PencilFFTs.allocate_input — Function

allocate_input(p::PencilFFTPlan)          -> PencilArray
allocate_input(p::PencilFFTPlan, dims...) -> Array{PencilArray}
allocate_input(p::PencilFFTPlan, Val(N))  -> NTuple{N, PencilArray}

Allocate uninitialised PencilArray that can hold input data for the given plan.

The second and third forms respectively allocate an array of PencilArrays of size dims, and a tuple of N PencilArrays.

In-place plans

If p is an in-place real-to-real or complex-to-complex plan, a ManyPencilArray is allocated. If p is an in-place real-to-complex plan, a ManyPencilArrayRFFT! is allocated.

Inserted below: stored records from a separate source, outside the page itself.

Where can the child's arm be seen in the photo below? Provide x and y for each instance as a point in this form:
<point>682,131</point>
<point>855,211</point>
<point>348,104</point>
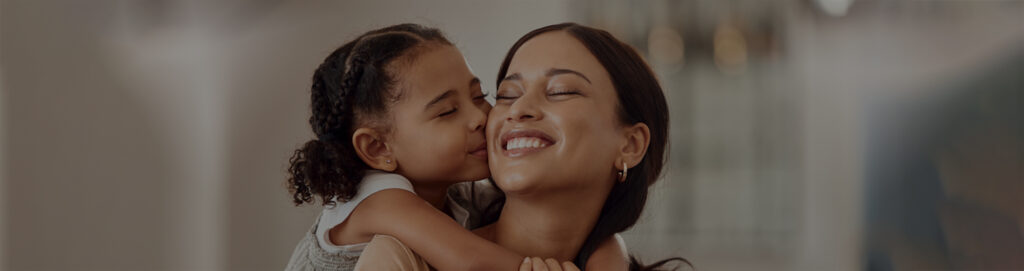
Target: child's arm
<point>433,235</point>
<point>610,255</point>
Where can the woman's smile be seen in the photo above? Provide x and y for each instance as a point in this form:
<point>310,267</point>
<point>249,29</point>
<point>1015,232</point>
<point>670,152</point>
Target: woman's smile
<point>520,142</point>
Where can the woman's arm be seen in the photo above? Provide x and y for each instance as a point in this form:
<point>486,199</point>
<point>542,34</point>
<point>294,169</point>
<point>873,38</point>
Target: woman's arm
<point>430,233</point>
<point>384,253</point>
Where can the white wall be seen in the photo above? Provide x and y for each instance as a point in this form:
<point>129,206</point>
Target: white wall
<point>154,135</point>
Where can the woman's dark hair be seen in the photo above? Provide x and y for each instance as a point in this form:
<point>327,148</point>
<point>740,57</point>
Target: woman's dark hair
<point>640,100</point>
<point>353,86</point>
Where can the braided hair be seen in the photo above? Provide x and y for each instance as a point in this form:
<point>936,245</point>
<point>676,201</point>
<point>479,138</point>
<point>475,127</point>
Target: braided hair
<point>352,87</point>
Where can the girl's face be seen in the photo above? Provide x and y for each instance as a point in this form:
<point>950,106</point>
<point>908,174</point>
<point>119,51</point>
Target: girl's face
<point>439,119</point>
<point>554,126</point>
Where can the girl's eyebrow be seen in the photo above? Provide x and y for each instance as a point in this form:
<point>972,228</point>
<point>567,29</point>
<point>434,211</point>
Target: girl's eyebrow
<point>439,98</point>
<point>551,72</point>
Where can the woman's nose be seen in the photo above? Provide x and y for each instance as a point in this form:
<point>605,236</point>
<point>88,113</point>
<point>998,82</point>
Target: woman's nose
<point>478,120</point>
<point>524,108</point>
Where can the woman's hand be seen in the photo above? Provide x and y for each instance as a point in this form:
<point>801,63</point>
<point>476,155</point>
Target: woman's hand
<point>538,264</point>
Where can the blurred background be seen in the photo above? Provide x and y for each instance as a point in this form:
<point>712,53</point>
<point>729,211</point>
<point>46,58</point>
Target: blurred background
<point>806,134</point>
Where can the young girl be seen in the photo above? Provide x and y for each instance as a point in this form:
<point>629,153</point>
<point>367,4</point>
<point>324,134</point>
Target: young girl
<point>398,118</point>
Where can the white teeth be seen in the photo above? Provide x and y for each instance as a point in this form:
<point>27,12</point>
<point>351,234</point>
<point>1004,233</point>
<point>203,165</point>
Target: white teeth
<point>524,142</point>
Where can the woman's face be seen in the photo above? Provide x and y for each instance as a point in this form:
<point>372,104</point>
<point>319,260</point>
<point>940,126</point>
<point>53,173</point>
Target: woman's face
<point>554,126</point>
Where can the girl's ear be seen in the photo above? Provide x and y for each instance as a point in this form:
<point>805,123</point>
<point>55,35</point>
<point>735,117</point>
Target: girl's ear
<point>373,149</point>
<point>637,138</point>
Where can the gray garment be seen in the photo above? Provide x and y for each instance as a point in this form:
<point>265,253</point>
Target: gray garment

These types hold PencilArray wrappers for the input and output transforms (as well as for intermediate transforms) which share the same space in memory. The input and output PencilArrays should be respectively accessed by calling first(::ManyPencilArray) and last(::ManyPencilArray).

Example

Suppose p is an in-place PencilFFTPlan. Then,

@assert is_inplace(p)
A = allocate_input(p) :: ManyPencilArray
v_in = first(A)       :: PencilArray  # input data view
v_out = last(A)       :: PencilArray  # output data view

Also note that in-place plans must be performed directly on the returned ManyPencilArray, and not on the contained PencilArray views:

p * A       # perform forward transform in-place
p \ A       # perform backward transform in-place
# p * v_in  # not allowed!!

source

PencilFFTs.allocate_output — Function

allocate_output(p::PencilFFTPlan)          -> PencilArray
allocate_output(p::PencilFFTPlan, dims...) -> Array{PencilArray}
allocate_output(p::PencilFFTPlan, Val(N))  -> NTuple{N, PencilArray}

Allocate uninitialised PencilArray that can hold output data for the given plan.

If p is an in-place plan, a ManyPencilArray is allocated.

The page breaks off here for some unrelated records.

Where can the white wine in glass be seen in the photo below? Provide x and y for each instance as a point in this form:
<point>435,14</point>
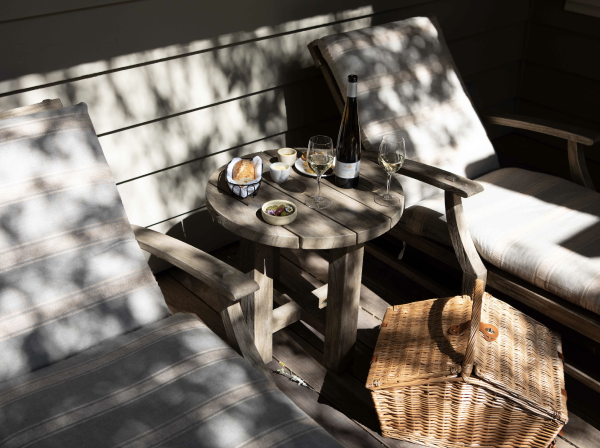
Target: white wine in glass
<point>319,156</point>
<point>392,152</point>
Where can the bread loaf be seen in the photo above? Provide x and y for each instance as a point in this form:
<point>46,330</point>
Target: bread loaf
<point>243,172</point>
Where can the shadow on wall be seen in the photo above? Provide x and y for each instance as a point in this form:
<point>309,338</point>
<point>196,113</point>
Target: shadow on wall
<point>219,85</point>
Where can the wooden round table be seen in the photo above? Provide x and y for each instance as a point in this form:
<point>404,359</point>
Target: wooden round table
<point>352,219</point>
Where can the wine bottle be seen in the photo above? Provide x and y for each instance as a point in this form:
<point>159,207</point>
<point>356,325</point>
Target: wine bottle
<point>347,165</point>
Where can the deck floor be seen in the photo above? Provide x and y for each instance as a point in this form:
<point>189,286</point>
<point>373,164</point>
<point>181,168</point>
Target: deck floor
<point>339,403</point>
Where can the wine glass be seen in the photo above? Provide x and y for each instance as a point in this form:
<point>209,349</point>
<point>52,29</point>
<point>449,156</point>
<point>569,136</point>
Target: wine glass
<point>392,152</point>
<point>319,156</point>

See allocate_input for details.

source

Methods

PencilArrays.Pencils.MPITopologies.get_comm — Method

get_comm(p::PencilFFTPlan)

Get MPI communicator associated to a PencilFFTPlan.

source

PencilFFTs.Transforms.scale_factor — Method

scale_factor(p::PencilFFTPlan)

Get scale factor associated to a PencilFFTPlan.

source

PencilArrays.Pencils.timer — Method

timer(p::PencilFFTPlan)

Get TimerOutput attached to a PencilFFTPlan.

See Measuring performance for details.

source

PencilFFTs.Transforms.is_inplace — Method

Transforms.is_inplace(p::PencilFFTPlan)

Returns true if the given plan operates in-place on the input data, false otherwise.

source

Internals

PencilFFTs.ManyPencilArrayRFFT! — Type

ManyPencilArrayRFFT!{T,N,M} <: AbstractManyPencilArray{N,M}

Container holding M different PencilArray views to the same underlying data buffer. All views share the same and dimensionality N. The element type T of the first view is real, that of subsequent views is Complex{T}.

This can be used to perform in-place real-to-complex plan, see alsoTransforms.RFFT!. It is used internally for such transforms by allocate_input and should not be constructed directly.

ManyPencilArrayRFFT!{T}(undef, pencils...; extra_dims=())

Create a ManyPencilArrayRFFT! container that can hold data of type T and Complex{T} associated to all the given Pencils.

The optional extra_dims argument is the same as for PencilArray.